In diesem Abschnitt werden allgemeine Tipps rund um den MK2 Drucker gegeben:

Da es sich um ein Low-Cost-Projekt handelt, und somit wahrscheinlich viele User ihre Hardware in Asien beschaffen, sei angemerkt, dass einige Teile nicht den Spezifikationen entsprechen könnten! Daher muss bei folgenden Teilen besonders auf die Hardware geachtet werden:

Ramps 1.4 aus China: Die Ramps aus Asien sind in der Regel nicht so belastbar, wie das Original von „RepRap“. Das heißt, es kann zu Problemen kommen, wenn man versucht, das 200-Watt-Heizbett direkt über den Anschluss D8 vom Ramps zu steuern. Die 16,75 Ampere, die dann fließen, kann bei einem asiatischem Ramps defintiv zu Problemen führen, wie geschmolzenere Anschlussstecker, oder aber zerstörte Leistungstransistoren, welche das Ramps dann unbrauchbar machen. Eine Lösung kann hier sein, ein 12 Volt SolidState-Relais zu verbauen, das den Strom direkt vom Netzteil nimmt, und so das Ramps entlastet.

Linearlager allgemein: Linearlager (z.B. ein LM8LUU oder ähnlich) und die dazugehörigen Wellen sollten aus Toleranzgründen nicht aus Asien beschafft werden. Grade Anfänger können sich damit Probleme auflasten, die sie nicht lösen können werden, weil als Anfänger an so einem Drucker alles schwer ist, und Probleme nur sehr schwer selbst gefunden werden können. Daher sollten hier Lager aus Deutschland genommen werden, um potentielle Fehlerquellen schon im Vorfeld auszuschalten. Durch den ca. 10-fachen Preis (z.B. LM8UU um 5 €/Stk.) sollte man sich nicht abschrecken lassen.

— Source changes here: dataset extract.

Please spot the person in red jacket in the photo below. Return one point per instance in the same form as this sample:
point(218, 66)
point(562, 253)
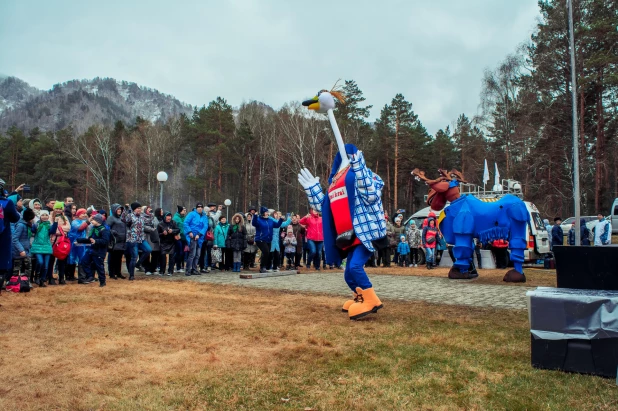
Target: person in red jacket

Riemen spannen: Ausgangssituation - Der Drucker ist aus und Kopf ganz nach vorne in die Mitte geschoben. Die Riemen sind an den vorderen Haltern fest und an den hinteren so locker, dass man sie Zahn für Zahn mit leichtem Rasten weiter ziehen bzw. verstellen kann. Der Riemen ist entspannt und hängt leicht durch. In dieser Position müssen beide Y-Slider vorne an den Motoren anstoßen, oder den exakt gleichen Abstand zu den Motoren haben (sie anstoßen lassen ist einfacher). Nun werden beide Riemen Zahn für Zahn gleichmäßig strammer gezogen, bis sie selbst wieder einen Zahn zurückspringen. Dabei muss darauf geachtet werden, dass die Y-Slider nach wie vor den gleichen Abstand zu den Motoren haben, da dies auch , das beide Riemen gleichmäßig gespannt sind. Hier kann man jetzt mit Bleistift die Position am Riemen markieren, damit man die gleiche Anzahl Zähne abschätzen kann, wenn man den Riemen weiter strafft. Jetzt zieht man beide Riemen jeweils einen Zahn weiter rein und schraubt den Riemen so fest, dass er nicht wieder raus rutschen kann und achtet dabei auf die Abstände der Y-Slider zu den Motoren. Nach jedem Zahn-Pärchen wird an den beiden längsten Riemenstücken gezupft und wenn ein dumpfer Ton (wie die tiefste Saite bei einem E-Bass) und kein Schlappern mehr zu hören ist, sind wir am Ziel. Jetzt wird die ganze Achse einmal nach hinten geschoben und geprüft, ob auch hier die Abstände der Y-Slider zu den Umlenkungen identisch sind. Wenn ja können die Riemen ganz fest geschraubt werden und es ist vollbracht! Wenn nein, ist wahrscheinlich das Gehäuse nicht im Winkel und die Winkeligkeit muss erst geprüft werden.

Aufbau der Schlitten: Hier sollte mit sehr viel Ruhe dran gegangen werden. Ein schneller Zusammenbau und gleich alles festziehen, führt im allgemeinen nicht zu einem guten Ergebnis. Schwergängigkeit der Schlitten, knattern, rattern sind die Folge. Hier sollte man sehr ruhig vorgehen, Schritt für Schritt, und wenn was klemmt, vorsichtig die ABS Druckteile mit einer Handreibahle nacharbeiten, bis der ganze Antrieb spielfrei, aber auch leichtgängig geht.